Trend following fails to beat index

Discussion in 'Wall St. News' started by marketsurfer, Nov 27, 2012.

  1. Mr_You

    Mr_You

    A lot of generalization and speculation there marketsurfer.
     
  2. Read the article, friend. Trend following king pin JWH can't make it work any longer.
     
  3. Visaria

    Visaria

    Probably a good time to invest in trend following funds ?
     
  4. QIM makes 6% so far this year after +5% in 2011.

    http://www.managedfutures.com/program_performance.aspx?fundtype=&productId=20167

    Last 12 months are difficult for many trading styles. Except option writers, who only begin to touch their equity highs from mid 2008 - Ansbacher and LJM being prime examples.


    The thing is: most of these managers still engage most of their assets in diversified futures trading. The fact is, most of markets currently are not suitable for profitable trading- small traders are wiped out.
    Only Crude Oil and Gold are somewhat moving.

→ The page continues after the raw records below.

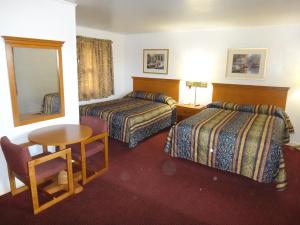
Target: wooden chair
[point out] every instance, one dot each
(91, 148)
(34, 171)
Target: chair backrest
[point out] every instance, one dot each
(16, 156)
(98, 125)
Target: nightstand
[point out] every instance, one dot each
(184, 111)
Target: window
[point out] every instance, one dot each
(95, 68)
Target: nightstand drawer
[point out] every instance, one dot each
(187, 111)
(184, 111)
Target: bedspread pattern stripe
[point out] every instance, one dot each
(245, 143)
(128, 117)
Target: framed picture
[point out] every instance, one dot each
(246, 63)
(156, 61)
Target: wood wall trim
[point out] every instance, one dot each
(31, 42)
(250, 94)
(168, 87)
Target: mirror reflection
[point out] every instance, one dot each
(37, 82)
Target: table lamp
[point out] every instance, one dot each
(196, 85)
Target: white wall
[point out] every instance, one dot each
(202, 56)
(118, 48)
(45, 19)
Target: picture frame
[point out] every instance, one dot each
(246, 63)
(155, 61)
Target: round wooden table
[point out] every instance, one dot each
(61, 135)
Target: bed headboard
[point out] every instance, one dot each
(168, 87)
(250, 94)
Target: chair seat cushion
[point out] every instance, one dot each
(90, 150)
(50, 168)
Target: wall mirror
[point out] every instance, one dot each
(36, 79)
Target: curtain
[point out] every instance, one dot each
(95, 68)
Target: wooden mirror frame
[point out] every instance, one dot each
(10, 43)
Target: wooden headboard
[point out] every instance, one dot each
(168, 87)
(250, 94)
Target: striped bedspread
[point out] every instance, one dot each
(132, 119)
(240, 141)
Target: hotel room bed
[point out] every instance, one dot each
(241, 139)
(135, 117)
(245, 138)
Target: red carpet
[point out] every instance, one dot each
(145, 186)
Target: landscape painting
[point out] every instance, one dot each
(246, 63)
(156, 61)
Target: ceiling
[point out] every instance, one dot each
(140, 16)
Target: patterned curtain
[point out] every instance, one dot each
(95, 68)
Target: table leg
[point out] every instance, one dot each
(45, 149)
(61, 182)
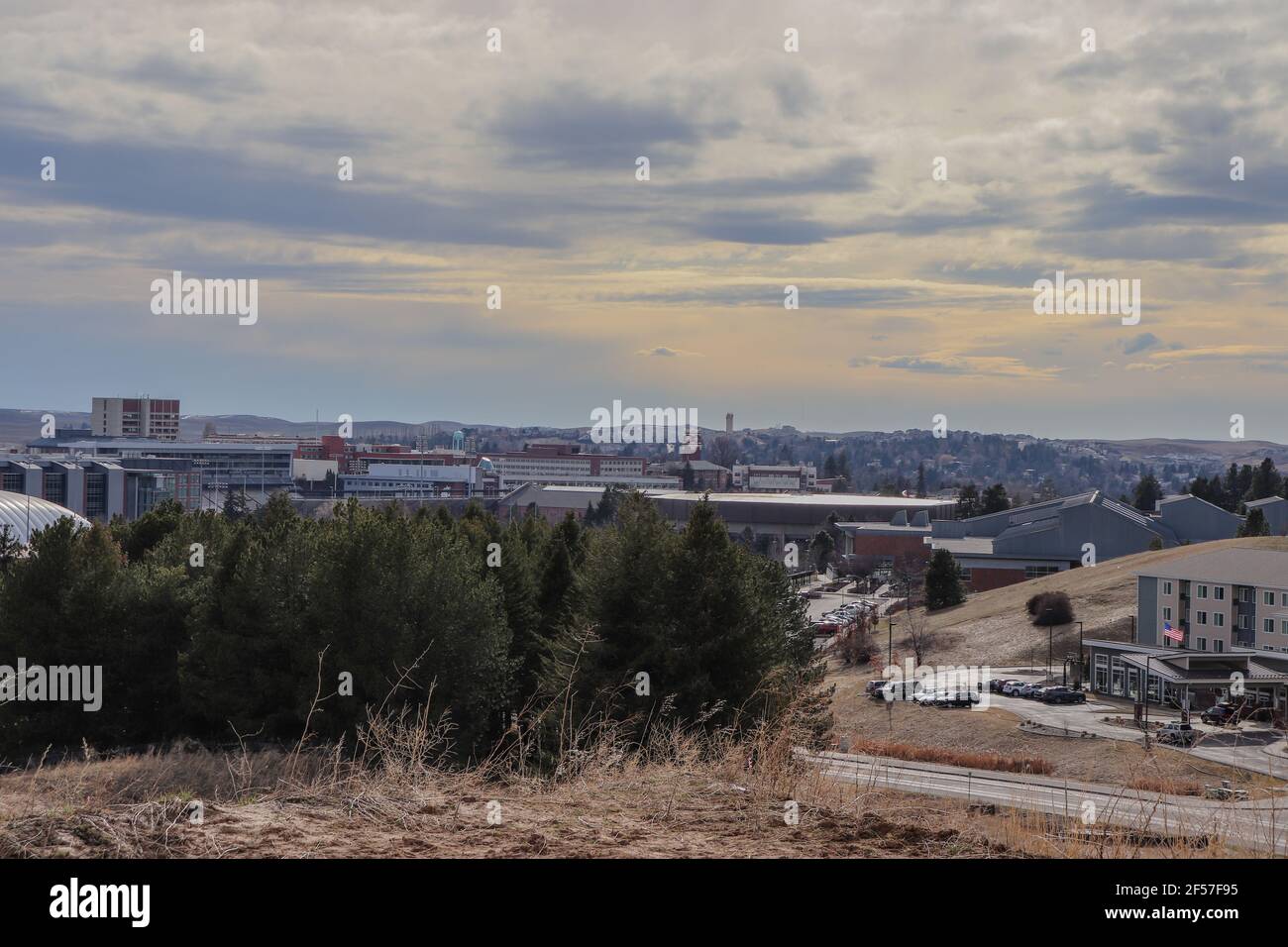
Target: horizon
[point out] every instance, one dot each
(887, 166)
(716, 429)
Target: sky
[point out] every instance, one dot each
(767, 169)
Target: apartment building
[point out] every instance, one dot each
(156, 419)
(1218, 600)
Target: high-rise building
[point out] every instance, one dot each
(156, 419)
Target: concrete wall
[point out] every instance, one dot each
(1149, 624)
(1198, 521)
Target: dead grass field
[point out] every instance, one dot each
(992, 628)
(717, 808)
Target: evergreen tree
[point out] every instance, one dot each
(1254, 525)
(943, 581)
(1147, 493)
(1265, 480)
(967, 501)
(995, 500)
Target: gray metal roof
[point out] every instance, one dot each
(27, 514)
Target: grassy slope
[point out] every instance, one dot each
(993, 626)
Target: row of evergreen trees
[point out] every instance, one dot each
(213, 626)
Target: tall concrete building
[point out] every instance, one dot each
(156, 419)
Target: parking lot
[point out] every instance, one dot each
(1245, 744)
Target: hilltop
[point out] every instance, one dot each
(993, 626)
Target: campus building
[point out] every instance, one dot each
(776, 478)
(21, 515)
(771, 519)
(1014, 545)
(101, 487)
(1227, 611)
(147, 418)
(262, 467)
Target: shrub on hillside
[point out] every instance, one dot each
(1050, 608)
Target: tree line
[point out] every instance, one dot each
(266, 622)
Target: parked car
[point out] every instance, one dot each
(901, 689)
(1177, 733)
(1218, 715)
(1063, 694)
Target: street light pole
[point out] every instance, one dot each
(890, 647)
(1081, 684)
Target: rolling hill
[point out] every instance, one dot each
(993, 626)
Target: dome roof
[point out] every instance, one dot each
(13, 513)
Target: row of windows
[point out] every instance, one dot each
(1201, 590)
(1202, 617)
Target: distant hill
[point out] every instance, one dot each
(993, 626)
(18, 425)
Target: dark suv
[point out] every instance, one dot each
(1063, 694)
(1177, 733)
(1218, 715)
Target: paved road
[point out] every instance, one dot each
(1256, 825)
(1243, 746)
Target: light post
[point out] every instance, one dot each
(1144, 696)
(1081, 684)
(890, 646)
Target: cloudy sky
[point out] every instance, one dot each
(767, 167)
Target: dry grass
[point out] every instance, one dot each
(684, 793)
(992, 628)
(953, 758)
(1172, 788)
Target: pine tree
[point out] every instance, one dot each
(1147, 493)
(943, 581)
(1254, 525)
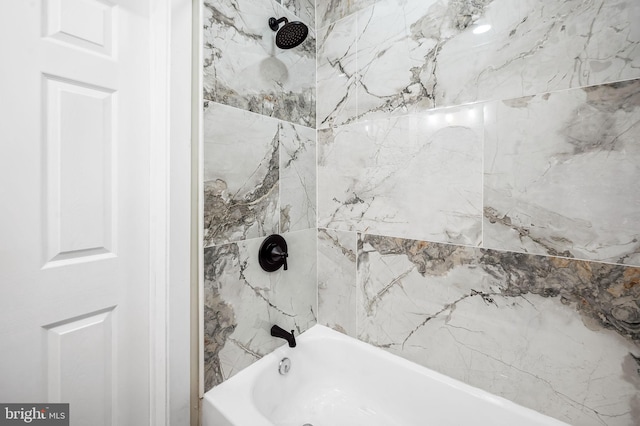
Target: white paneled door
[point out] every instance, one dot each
(74, 212)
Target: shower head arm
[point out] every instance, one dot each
(274, 23)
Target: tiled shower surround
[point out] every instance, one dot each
(478, 206)
(259, 179)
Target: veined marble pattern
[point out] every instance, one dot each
(557, 335)
(337, 280)
(241, 174)
(244, 68)
(415, 176)
(242, 302)
(337, 73)
(304, 9)
(329, 11)
(562, 172)
(297, 177)
(414, 55)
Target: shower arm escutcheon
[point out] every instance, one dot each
(273, 253)
(274, 23)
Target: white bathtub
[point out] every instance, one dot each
(336, 380)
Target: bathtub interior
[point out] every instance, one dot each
(335, 378)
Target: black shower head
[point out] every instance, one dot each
(291, 34)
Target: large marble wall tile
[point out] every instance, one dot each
(242, 302)
(244, 68)
(535, 47)
(337, 73)
(241, 173)
(562, 172)
(337, 280)
(297, 177)
(329, 11)
(418, 176)
(417, 54)
(557, 335)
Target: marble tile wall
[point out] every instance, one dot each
(243, 68)
(242, 302)
(397, 57)
(481, 159)
(259, 175)
(259, 179)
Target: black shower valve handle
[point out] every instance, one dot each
(273, 253)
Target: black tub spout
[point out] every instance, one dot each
(283, 334)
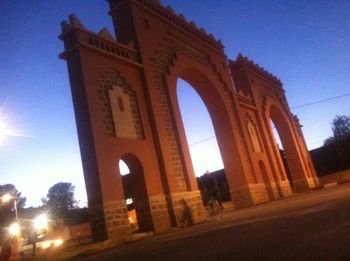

    FX remains as the best, where small delusional, metatrader fools can supply fresh money to the big systematic players.
    But hey.... you would have to actually develop some specific strategies for FX. Too hard task for 99% of managers!
     
  5. Trend follower Dunn has shifted into retail products------

    http://www.futuresmag.com/2011/06/01/old-names-get-some-new-business

    In another sign that retail investors throughout the world are gaining
    access to alternative investment strategies, ML Capital announced in May
    that Dunn Capital Management would launch its WMA UCITS Fund on ML
    Capital’s Montlake Platform.
     
  6. The CTA rankings for the last year are pretty much a sea of red with a few posting some really nasty returns.

    http://www.managedfutures.com/top_cta_rankings.aspx

    I really don't understand why someone puts money into LJM?

    The only strategy appears to be waiting for a huge drawdown of at least 50% prior to investing and then hope that you can get out before the next drop?

    I like the strategy and equity curve of Salus Alpha but with a $10M minimum investment it's out of my league.

    http://www.managedfutures.com/program_performance.aspx?fundtype=&productId=80059
     
  7. I only had one client that made money in a managed account. He was an accountant in a very large corp. I think he invested 50k. The CTA went whole hog all in on silver, and everyvody in the fund knew that was the postiion. Silver went limit up. The client withdrew enough to completely pay off his mortgage. And then very shortly later closed his account. The fund went to hell and everybody that stayed in lost money. Years later I asked the client why he withdrew, and he simply said, "I thought it had gone too high."
     
  8. I have never invested in a CTA fund but I like to watch them to see what's working ... or not working.

    I'd consider investing in a fund if I could get a 10% return with minimal drawdown i.e. the "Holy Grail".

    Of course I could just open a Portfolio Margin account with IB, use their High Dividend scanner, lever up and make mega bucks. That's risk free right!? :D
     
  9. the point is, you should treat a managed account just like you treat a stock or an etf or any commodity. Buy them low, sell them high. There's a place for buy and hold, but a managed account is not one of them. Berkshire is the most interesting. Sometimes the very best place to be is 100% in cash, even if infaltion adjusted it is a negative return.

    I can make in excess of 100% in any given year and it is not a life changing event.

    I can only lose 100% in one year and my whole life is changed.